The AP Poll and Coaches Poll are the two major polls used annually within the highest level of college football to determine the national championship.  Division I FBS football is the only National Collegiate Athletic Association (NCAA) sport for which the NCAA does not sanction a yearly championship event. As such, it is sometimes unofficially referred to as a "mythical national championship".

These polling systems began with the introduction of the AP poll in 1936, followed by the Coaches' Poll in 1950.

Currently, two widely recognized national champion selectors are the Associated Press, which conducts a poll of sportswriters, and the Coaches' Poll, a survey of active members of the American Football Coaches Association.

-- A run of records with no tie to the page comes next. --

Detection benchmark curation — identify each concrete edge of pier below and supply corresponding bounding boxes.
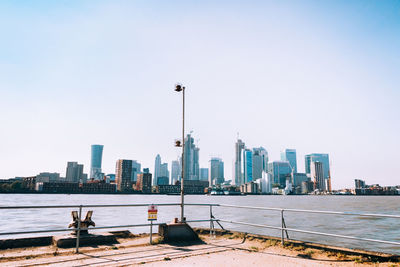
[0,228,400,262]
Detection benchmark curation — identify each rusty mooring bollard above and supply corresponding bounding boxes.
[68,210,96,235]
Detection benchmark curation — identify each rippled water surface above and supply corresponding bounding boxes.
[0,194,400,254]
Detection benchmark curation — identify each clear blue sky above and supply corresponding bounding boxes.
[0,0,400,188]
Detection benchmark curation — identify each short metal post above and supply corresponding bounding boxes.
[75,205,82,253]
[150,221,153,245]
[281,209,285,245]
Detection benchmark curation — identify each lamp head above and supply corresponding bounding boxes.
[175,83,185,92]
[175,140,182,147]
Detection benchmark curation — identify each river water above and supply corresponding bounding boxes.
[0,194,400,254]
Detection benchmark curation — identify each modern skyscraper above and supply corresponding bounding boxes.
[171,160,182,184]
[153,154,161,185]
[90,145,104,180]
[234,139,245,186]
[281,149,297,173]
[115,159,132,191]
[132,160,142,182]
[136,173,151,193]
[184,134,200,180]
[310,161,326,191]
[209,158,225,186]
[65,162,86,183]
[268,161,292,188]
[252,147,268,181]
[241,149,253,184]
[158,163,169,183]
[354,179,365,189]
[305,153,331,179]
[200,168,208,181]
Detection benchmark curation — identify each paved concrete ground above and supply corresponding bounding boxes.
[0,238,397,266]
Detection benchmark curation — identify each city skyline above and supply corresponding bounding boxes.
[0,1,400,188]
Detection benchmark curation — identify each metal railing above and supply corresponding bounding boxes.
[0,203,217,253]
[0,203,400,253]
[218,204,400,246]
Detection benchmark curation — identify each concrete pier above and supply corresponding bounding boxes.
[0,229,399,266]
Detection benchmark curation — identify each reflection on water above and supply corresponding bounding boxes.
[0,194,400,254]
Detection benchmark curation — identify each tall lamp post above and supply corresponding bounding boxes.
[175,84,185,222]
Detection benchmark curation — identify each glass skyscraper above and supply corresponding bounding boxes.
[305,153,330,179]
[234,139,245,185]
[268,161,292,187]
[242,149,253,184]
[209,158,225,186]
[90,145,104,180]
[281,149,297,173]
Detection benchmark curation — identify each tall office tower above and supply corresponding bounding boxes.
[310,161,326,191]
[153,154,161,185]
[90,145,104,180]
[354,179,365,189]
[132,160,142,182]
[115,159,132,191]
[305,153,331,184]
[241,149,253,184]
[209,158,225,186]
[65,162,85,183]
[268,161,292,188]
[183,134,200,180]
[158,163,169,181]
[136,174,151,193]
[171,160,182,184]
[200,168,208,181]
[234,139,245,186]
[281,149,297,173]
[252,147,268,180]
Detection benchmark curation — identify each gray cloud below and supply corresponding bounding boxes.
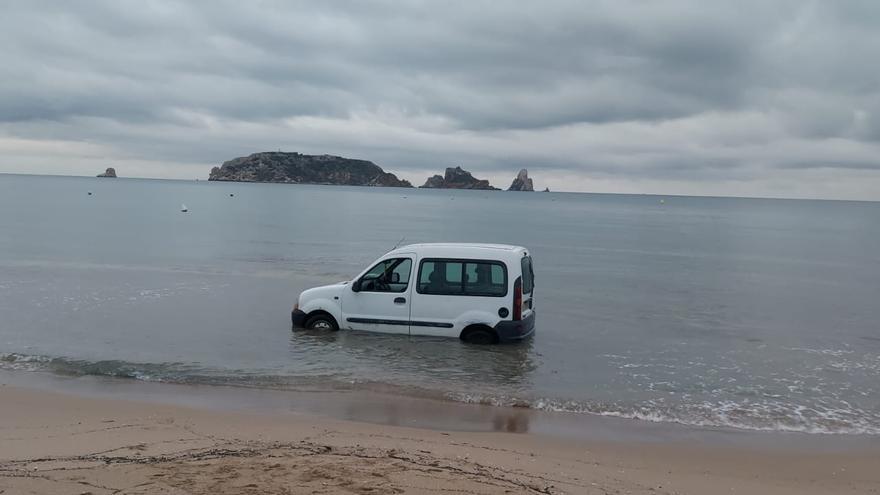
[0,0,880,199]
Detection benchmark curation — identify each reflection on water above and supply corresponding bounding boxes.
[0,175,880,434]
[289,330,537,390]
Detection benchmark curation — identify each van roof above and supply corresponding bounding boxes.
[389,242,527,256]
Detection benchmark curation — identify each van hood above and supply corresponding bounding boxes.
[299,281,349,305]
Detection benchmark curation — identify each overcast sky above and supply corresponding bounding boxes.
[0,0,880,200]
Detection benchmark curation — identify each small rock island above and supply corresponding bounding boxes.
[421,167,497,190]
[507,169,535,191]
[208,151,412,187]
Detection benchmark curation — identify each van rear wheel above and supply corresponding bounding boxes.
[461,327,498,345]
[305,314,339,332]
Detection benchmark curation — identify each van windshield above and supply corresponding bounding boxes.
[520,256,535,294]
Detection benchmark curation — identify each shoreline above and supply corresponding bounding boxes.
[0,369,880,452]
[0,382,880,495]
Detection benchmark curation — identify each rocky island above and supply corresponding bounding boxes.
[208,151,412,187]
[421,167,497,190]
[507,169,535,191]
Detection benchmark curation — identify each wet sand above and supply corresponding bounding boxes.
[0,385,880,495]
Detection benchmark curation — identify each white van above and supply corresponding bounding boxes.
[291,243,535,344]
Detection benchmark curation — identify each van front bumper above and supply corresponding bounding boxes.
[290,309,307,328]
[495,311,535,342]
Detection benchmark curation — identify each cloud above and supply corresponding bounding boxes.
[0,0,880,199]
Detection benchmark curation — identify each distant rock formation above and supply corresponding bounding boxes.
[208,151,412,187]
[507,169,535,191]
[422,167,497,190]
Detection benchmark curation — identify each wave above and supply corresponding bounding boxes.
[0,353,880,435]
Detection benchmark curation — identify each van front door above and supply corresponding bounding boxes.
[339,255,413,334]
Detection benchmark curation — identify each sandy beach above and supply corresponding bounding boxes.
[0,385,880,495]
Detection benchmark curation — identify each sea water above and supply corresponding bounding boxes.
[0,175,880,434]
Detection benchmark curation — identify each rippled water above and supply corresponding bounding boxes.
[0,175,880,434]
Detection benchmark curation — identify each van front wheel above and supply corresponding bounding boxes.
[305,314,339,332]
[461,326,498,345]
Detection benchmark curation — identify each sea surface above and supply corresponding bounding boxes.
[0,175,880,435]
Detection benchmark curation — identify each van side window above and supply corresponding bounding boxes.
[520,256,535,294]
[416,259,507,297]
[361,258,412,292]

Until the 1968 NCAA University Division football season, the final AP Poll of the season was released following the end of the regular season, with the exception of the 1965 season.

NCAA Division I and FBS poll seasons (1936–present)
The AP Poll began with the 1936 college football season.   The Coaches Poll began with the 1950 college football season and became the second major polling system.  In 1978, Division I football was split into two distinct divisions and a second poll was added for the new Division I-AA.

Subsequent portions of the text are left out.